Presentation of Term Paper                                                         50 points                                                                                

Class Contribution/Participation                                               100 points                                                                    

Total                                                                                                    550 points

 


Assignments                                                                                                                                                                      

All assignments are due at the beginning of class on the designated date. They must be in hard (paper) form; e-mailed attachments will not be accepted. Late submission of assignments will be permitted only if authorized by the Instructor before the due date and will be permitted only in cases of unavoidable personal or family emergencies. Unless a prior agreement has been made, late submissions will be given only half of the points earned. Running out of paper or ink cartridges for your printer, not being able to find a printer on campus, finding a virus or fault on your disk, not being able to get onto a computer in one of the labs, having your computer’s hard drive crash at the last minute, being busy with other courses, having to attend an interview are not valid excuses. You will be given the assignments in plenty of time before the due date. Procrastination and poor time management generally result in poor quality work and difficulties in meeting deadlines. Both can be avoided. Be aware also that assignments can always be handed in early and that written work will not be accepted from students who are habitually absent or late. This class requires more than submitting assignments on the due date to get a passing grade.

 

Attendance & Class Contribution/Participation                                                                                                        

A prerequisite of contribution/participation is attendance, and regular attendance is expected of all students. To encourage this, roll will be taken each class period (beginning week 2), and unexcused absenteeism will result a deduction of one point for every class missed during weeks 2 - 12, and five points for every class missed during weeks 13 - 16. Anyone with more than five unexcused absences during the semester will have their grade reduced by 25%.

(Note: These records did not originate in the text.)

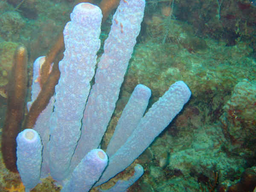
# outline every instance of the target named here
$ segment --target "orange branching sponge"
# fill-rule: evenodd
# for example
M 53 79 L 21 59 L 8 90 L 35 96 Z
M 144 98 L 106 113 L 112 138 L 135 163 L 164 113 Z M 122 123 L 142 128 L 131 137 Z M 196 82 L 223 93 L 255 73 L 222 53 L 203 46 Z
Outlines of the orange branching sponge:
M 58 62 L 63 57 L 59 54 L 55 58 L 52 68 L 45 83 L 43 84 L 41 91 L 36 99 L 33 102 L 26 116 L 24 124 L 26 128 L 32 128 L 41 112 L 47 106 L 52 96 L 55 92 L 55 86 L 57 84 L 60 77 Z
M 63 38 L 63 33 L 61 32 L 58 35 L 55 44 L 51 48 L 45 56 L 45 61 L 42 65 L 40 71 L 40 86 L 41 88 L 47 81 L 50 74 L 52 70 L 52 63 L 53 62 L 57 55 L 61 52 L 64 48 L 64 39 Z
M 16 138 L 24 116 L 27 85 L 27 55 L 26 47 L 23 46 L 17 47 L 8 84 L 7 111 L 3 129 L 1 149 L 6 168 L 13 172 L 17 172 Z
M 102 10 L 102 23 L 105 22 L 110 12 L 117 7 L 120 0 L 102 0 L 99 6 Z

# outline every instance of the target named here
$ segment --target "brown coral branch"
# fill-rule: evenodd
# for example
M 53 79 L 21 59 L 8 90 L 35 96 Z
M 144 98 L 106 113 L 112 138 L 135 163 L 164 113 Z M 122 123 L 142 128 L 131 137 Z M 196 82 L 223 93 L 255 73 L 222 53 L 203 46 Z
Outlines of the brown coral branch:
M 24 116 L 27 85 L 27 52 L 26 48 L 17 47 L 8 84 L 7 111 L 2 136 L 1 150 L 6 168 L 17 172 L 16 138 Z

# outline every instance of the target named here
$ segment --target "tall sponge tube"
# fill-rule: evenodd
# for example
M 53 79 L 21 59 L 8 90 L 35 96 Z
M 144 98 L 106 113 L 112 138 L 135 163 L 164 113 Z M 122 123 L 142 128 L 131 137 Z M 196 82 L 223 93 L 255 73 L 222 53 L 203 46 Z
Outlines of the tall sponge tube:
M 16 140 L 17 167 L 26 192 L 28 192 L 40 181 L 41 139 L 34 130 L 26 129 L 19 134 Z

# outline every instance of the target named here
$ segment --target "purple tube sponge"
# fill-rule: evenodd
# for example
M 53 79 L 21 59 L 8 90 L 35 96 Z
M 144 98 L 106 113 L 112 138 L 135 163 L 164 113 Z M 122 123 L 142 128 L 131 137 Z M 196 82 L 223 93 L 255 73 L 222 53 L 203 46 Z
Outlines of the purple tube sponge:
M 35 131 L 26 129 L 19 134 L 16 140 L 17 167 L 26 191 L 29 192 L 40 181 L 41 139 Z
M 108 164 L 108 156 L 100 149 L 90 151 L 76 166 L 71 179 L 61 192 L 89 191 L 99 179 Z

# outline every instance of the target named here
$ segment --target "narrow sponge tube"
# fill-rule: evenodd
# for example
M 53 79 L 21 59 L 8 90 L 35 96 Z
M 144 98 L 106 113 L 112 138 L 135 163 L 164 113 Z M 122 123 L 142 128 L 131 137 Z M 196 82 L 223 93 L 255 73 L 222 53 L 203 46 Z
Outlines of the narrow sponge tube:
M 99 180 L 108 161 L 108 156 L 102 150 L 94 149 L 90 151 L 76 167 L 71 179 L 61 192 L 89 191 Z
M 29 192 L 40 181 L 43 146 L 38 134 L 26 129 L 20 133 L 17 142 L 17 167 L 26 192 Z

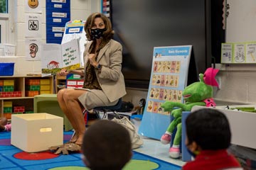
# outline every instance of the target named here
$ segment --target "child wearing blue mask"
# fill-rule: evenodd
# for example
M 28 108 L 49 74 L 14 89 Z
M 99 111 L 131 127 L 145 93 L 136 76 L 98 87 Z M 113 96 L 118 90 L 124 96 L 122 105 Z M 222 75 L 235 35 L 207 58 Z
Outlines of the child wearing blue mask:
M 235 157 L 227 152 L 231 132 L 223 113 L 213 108 L 196 110 L 188 116 L 186 126 L 186 144 L 195 159 L 182 169 L 242 169 Z

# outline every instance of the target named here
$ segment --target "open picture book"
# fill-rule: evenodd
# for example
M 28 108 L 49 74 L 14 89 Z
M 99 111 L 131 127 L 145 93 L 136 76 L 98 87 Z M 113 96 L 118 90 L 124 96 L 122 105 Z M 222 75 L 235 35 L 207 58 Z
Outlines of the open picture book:
M 56 74 L 60 69 L 75 69 L 80 67 L 79 39 L 63 44 L 42 45 L 42 73 Z

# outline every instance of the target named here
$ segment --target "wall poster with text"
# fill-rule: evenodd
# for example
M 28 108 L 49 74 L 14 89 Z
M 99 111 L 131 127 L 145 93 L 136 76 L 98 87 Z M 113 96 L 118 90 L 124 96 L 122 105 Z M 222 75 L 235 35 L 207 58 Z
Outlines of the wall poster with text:
M 148 94 L 139 133 L 160 140 L 170 124 L 170 113 L 161 108 L 166 101 L 183 103 L 192 45 L 155 47 Z

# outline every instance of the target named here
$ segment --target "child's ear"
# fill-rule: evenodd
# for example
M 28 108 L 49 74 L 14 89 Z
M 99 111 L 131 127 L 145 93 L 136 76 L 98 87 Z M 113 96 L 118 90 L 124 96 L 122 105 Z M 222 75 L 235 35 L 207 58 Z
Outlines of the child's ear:
M 87 166 L 87 167 L 90 167 L 90 162 L 89 161 L 86 159 L 85 156 L 82 154 L 82 162 L 84 162 L 85 165 Z

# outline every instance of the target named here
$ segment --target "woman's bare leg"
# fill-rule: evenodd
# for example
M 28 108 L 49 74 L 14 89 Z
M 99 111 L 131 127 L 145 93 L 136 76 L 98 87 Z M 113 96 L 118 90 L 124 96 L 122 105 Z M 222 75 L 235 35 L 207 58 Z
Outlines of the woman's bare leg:
M 71 141 L 79 144 L 82 144 L 82 137 L 85 132 L 85 123 L 82 115 L 82 108 L 78 98 L 84 93 L 86 91 L 74 89 L 63 89 L 58 93 L 60 107 L 75 130 L 75 135 Z

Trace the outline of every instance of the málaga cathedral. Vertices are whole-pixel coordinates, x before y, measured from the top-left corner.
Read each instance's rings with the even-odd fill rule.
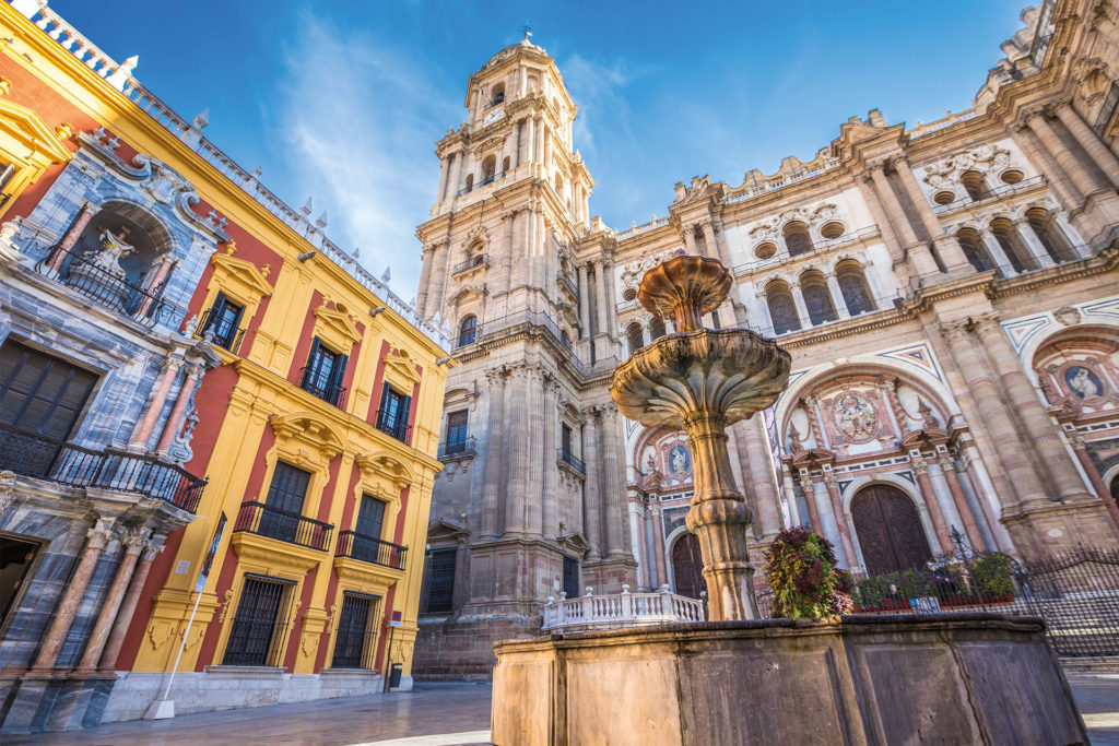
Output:
[[[708,327],[792,355],[778,404],[730,431],[755,563],[797,525],[869,575],[958,542],[1119,544],[1119,10],[1045,0],[1022,21],[967,111],[853,116],[809,160],[666,185],[666,217],[617,229],[592,216],[547,53],[526,37],[470,76],[416,230],[417,310],[460,363],[417,674],[488,671],[548,598],[700,596],[685,437],[609,393],[673,331],[637,285],[680,252],[732,270]]]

If a genuine problem prevents you from attending, notify me before class, and I will try to accommodate you. If a student’s absences become excessive for any reason, they will be required either to drop the class or take an Incomplete grade.                                                                                                                                 

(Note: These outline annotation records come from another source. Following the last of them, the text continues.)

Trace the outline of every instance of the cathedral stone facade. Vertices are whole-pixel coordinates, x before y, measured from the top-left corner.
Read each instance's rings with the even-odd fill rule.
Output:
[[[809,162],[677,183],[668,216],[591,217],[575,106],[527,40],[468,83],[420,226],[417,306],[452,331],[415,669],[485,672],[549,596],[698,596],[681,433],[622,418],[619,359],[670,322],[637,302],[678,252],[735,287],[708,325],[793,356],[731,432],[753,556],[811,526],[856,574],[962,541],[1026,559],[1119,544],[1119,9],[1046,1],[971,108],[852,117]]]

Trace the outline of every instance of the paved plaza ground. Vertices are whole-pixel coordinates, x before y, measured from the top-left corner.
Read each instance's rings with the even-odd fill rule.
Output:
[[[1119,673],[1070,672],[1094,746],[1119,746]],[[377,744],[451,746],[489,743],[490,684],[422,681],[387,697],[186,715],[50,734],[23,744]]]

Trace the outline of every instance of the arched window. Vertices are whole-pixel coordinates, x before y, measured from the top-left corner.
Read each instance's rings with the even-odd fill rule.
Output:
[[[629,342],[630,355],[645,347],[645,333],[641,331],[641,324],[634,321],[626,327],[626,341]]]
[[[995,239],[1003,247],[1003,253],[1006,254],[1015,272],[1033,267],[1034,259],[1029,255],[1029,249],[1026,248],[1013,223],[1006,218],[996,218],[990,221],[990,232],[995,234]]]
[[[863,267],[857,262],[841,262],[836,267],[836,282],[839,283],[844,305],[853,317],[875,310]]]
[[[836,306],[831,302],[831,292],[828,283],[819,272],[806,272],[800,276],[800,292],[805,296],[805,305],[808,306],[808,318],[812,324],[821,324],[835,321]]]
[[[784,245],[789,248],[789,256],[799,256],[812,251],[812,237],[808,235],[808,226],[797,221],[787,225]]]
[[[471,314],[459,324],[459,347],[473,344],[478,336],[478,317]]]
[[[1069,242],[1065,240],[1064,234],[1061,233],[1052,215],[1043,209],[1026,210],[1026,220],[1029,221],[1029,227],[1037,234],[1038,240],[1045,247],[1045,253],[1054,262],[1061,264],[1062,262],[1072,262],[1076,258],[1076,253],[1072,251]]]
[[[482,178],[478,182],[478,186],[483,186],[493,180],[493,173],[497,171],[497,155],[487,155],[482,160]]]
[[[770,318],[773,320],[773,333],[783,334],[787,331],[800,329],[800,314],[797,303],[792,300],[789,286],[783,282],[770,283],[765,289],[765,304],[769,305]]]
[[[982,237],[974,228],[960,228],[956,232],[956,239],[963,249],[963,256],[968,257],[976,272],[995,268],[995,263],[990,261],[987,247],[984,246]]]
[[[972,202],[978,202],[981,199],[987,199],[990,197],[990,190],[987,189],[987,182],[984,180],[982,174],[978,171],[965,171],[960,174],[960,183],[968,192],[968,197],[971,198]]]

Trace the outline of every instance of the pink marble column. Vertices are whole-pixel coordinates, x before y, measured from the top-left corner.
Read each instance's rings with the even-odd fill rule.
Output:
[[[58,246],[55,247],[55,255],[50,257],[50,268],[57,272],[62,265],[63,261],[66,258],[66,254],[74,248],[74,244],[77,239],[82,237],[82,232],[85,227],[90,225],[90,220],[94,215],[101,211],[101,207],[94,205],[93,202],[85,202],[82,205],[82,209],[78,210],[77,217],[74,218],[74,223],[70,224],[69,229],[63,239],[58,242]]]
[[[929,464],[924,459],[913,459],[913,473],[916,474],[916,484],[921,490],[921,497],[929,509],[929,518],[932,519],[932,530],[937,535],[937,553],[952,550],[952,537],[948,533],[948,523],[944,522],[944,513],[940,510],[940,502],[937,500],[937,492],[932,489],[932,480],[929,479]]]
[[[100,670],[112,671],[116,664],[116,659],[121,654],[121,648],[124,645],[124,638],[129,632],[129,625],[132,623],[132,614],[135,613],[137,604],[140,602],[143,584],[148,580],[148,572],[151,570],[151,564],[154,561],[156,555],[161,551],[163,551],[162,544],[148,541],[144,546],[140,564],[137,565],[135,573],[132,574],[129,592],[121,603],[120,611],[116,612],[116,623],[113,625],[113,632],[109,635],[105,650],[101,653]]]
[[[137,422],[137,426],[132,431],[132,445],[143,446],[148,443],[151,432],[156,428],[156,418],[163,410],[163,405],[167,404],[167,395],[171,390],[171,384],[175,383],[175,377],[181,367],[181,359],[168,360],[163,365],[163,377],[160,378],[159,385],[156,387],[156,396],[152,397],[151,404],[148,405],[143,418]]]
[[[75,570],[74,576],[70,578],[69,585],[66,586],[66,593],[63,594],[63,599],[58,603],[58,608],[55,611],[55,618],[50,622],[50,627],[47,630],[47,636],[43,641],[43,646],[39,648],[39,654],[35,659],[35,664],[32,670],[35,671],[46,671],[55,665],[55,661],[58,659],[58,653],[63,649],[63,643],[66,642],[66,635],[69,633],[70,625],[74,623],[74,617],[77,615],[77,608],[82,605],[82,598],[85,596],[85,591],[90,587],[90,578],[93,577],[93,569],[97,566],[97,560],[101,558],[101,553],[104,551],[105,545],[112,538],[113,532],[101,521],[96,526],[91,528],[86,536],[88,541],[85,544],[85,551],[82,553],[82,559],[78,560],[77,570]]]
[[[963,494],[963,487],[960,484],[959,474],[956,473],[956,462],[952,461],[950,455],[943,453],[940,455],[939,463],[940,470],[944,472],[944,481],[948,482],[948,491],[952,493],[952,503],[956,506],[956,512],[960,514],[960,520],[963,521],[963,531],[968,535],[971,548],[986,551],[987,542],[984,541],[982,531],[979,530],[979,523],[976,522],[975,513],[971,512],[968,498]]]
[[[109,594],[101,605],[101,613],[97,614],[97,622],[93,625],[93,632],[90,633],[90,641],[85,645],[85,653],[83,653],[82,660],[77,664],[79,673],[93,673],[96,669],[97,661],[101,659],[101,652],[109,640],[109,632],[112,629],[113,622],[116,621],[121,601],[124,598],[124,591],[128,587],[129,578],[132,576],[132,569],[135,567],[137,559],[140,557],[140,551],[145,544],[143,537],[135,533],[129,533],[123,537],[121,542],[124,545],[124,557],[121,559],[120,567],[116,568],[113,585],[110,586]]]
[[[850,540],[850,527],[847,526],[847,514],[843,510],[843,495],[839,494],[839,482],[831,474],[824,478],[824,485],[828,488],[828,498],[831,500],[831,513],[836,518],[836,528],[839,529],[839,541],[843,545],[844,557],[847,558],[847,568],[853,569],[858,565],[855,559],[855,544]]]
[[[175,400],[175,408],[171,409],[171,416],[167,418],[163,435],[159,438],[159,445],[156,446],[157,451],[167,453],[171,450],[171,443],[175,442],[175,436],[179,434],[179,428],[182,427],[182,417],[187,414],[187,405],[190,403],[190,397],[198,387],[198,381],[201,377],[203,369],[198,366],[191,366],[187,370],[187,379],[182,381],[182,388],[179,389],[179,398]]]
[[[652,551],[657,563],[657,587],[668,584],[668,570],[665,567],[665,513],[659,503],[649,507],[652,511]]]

Be aware that attendance, for purposes of this class, refers to more than being physically present; I expect to have your full attention not just part of it while you attempt to multi-task. Students who are physically present but engage in non-class related activities (sleeping, filling out your day planner, engaging in private chats, text messaging, reading non-class related material, etc.) will be treated as absent and the penalty point(s) will be deducted. Non-class related activities which are also disruptive may incur a more severe penalty (see Expectations, below).Participation in/contribution to class discussions is important and comprises a significant part of your grade (18%). There are good reasons for this: 

As will be discussed during the semester, the recognition of women’s contribution and advancement in the workplace can be hindered by differences in communication style between women and men; many females (and some males) have a reluctance to speak out, leading to a lack of recognition.

The belief that students should be active participants in their own education and that an interactive approach is more conducive to learning. 

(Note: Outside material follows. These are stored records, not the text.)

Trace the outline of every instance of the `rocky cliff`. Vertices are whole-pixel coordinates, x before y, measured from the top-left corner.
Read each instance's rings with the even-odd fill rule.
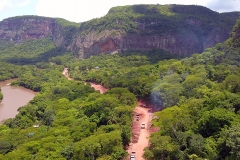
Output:
[[[81,58],[154,48],[187,56],[225,41],[237,14],[219,14],[202,6],[135,5],[112,8],[106,16],[81,25],[46,17],[13,17],[0,22],[0,41],[51,37],[57,47]]]

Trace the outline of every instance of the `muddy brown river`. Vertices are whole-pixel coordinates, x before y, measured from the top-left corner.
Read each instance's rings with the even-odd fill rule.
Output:
[[[3,100],[0,103],[0,123],[5,119],[14,118],[18,108],[26,105],[37,94],[23,87],[10,86],[9,83],[11,80],[0,82],[3,94]]]

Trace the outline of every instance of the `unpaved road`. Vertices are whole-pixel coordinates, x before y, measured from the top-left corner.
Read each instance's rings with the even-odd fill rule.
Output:
[[[64,68],[62,74],[63,74],[68,80],[72,80],[72,78],[69,77],[68,68]]]
[[[152,120],[152,109],[144,108],[142,106],[142,101],[138,101],[138,106],[134,109],[134,122],[132,125],[132,142],[130,143],[127,152],[131,155],[132,152],[136,152],[136,160],[144,160],[142,157],[144,153],[144,148],[149,145],[150,127]],[[148,107],[148,106],[147,106]],[[137,121],[136,116],[140,117]],[[141,129],[141,124],[145,123],[145,129]]]
[[[72,80],[68,74],[68,68],[64,68],[62,74],[68,79]],[[90,82],[91,87],[95,90],[99,91],[100,94],[105,93],[108,91],[107,88],[100,84]],[[146,106],[147,108],[143,107]],[[153,130],[151,128],[151,120],[153,116],[153,106],[151,104],[146,104],[144,101],[139,100],[138,106],[134,109],[134,122],[132,125],[132,141],[129,144],[127,152],[129,153],[128,158],[130,157],[132,152],[136,152],[135,159],[136,160],[144,160],[142,157],[144,153],[144,148],[148,147],[149,145],[149,136],[150,133],[158,131],[158,129]],[[136,115],[140,117],[139,121],[136,120]],[[145,129],[141,129],[141,124],[145,123]]]
[[[105,93],[106,91],[108,91],[107,88],[103,87],[103,86],[100,85],[100,84],[96,84],[96,83],[90,82],[90,85],[91,85],[91,87],[94,88],[96,91],[99,91],[100,94],[103,94],[103,93]]]

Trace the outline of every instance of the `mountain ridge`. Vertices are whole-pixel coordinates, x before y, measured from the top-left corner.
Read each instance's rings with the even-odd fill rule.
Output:
[[[151,49],[188,56],[225,41],[237,14],[194,5],[133,5],[113,7],[106,16],[83,23],[12,17],[0,22],[0,41],[17,44],[50,36],[57,47],[80,58]]]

Get into the routine of contributing right from the outset; the habit of silence can be difficult to break and a missed opportunity to contribute is precisely that and will result in missing points that cannot later be recovered in full.                                                                                                                                                              

Students are encouraged to speak up and overcome any reticence they may have about voicing their opinions and ideas or asking questions, and to take the opportunity to practice a behavior which will be expected of them in the workplace. Paul and Elder’s book on Critical Thinking should be helpful with this. Be aware, also, that active participation provides you with the opportunity to have some control over what goes on in class.                                                                                                                                                                 Points will be awarded based on students regularly taking a meaningful part in class discussion, (as opposed to chatting with your friends), responding to questions, offering opinions, and actively engaging in other class activities. The emphasis is on contribution, i.e. offering something salient, pertinent, insightful, and worthwhile to class discussions, and not simply rambling on about the irrelevant or otherwise making noise.                                                                                                                                                  Do not mistake attendance or listening for participation; no matter how good your attendance record or how attentively you listen to others, being present but remaining silent will not earn you contribution points. However, attendance is a prerequisite for contribution, and a poor attendance record will have a negative effect on participation.                                                                                                                                                                             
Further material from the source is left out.